UC Berkeley

Intermediate-scale quantum devices operate controllably and can maintain quantum entanglement in systems of up to a few hundred qubits. From a many-body perspective, these devices exhibit a novel interplay of entangling unitary evolution, measurements, and decoherence, which is expected to give rise to new emergent phenomena. In this dissertation, we study the collective phenomena associated with information encoding and focus on two broad classes of systems: (i) monitored quantum circuits that consist of unitary evolution and measurements; (ii) topologically ordered states subject to local decoherence.

Monitored random quantum circuits have been shown to undergo a measurement-induced phase transition in the steady state when increasing the measurement rate. In the first part of the dissertation, we develop a theoretical framework that maps the quantum information dynamics in monitored circuits to equilibrium statistical mechanics models. We show that the measurement-induced transition can be formulated as a transition in the capacity of the circuit to encode quantum information and further as symmetry-breaking transitions in statistical-mechanical models. Within this framework, we also identify new phases of information flow in monitored circuits, both when symmetry is imposed on circuit elements and when the circuit is at finite times.

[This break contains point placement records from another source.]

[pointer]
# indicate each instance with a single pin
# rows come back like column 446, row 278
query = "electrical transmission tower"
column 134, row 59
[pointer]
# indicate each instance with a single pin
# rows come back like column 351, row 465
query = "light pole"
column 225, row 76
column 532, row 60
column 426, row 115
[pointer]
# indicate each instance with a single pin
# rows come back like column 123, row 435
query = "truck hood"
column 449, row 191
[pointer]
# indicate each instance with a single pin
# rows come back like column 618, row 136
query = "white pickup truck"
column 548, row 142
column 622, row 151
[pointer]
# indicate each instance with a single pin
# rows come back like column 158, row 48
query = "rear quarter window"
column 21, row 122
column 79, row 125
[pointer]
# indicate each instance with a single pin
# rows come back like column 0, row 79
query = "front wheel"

Topologically ordered states in quantum codes can store quantum information in the presence of local decoherence up to a finite threshold. In the second part of this dissertation, we study the effect of decoherence on general quantum ground states with topological order. We develop a theoretical framework based on effective field theory to identify the possible phases induced by decoherence and characterize their capacity to encode quantum information. We further propose information-theoretical quantities to define topological order in the ensuing decoherence-induced mixed states.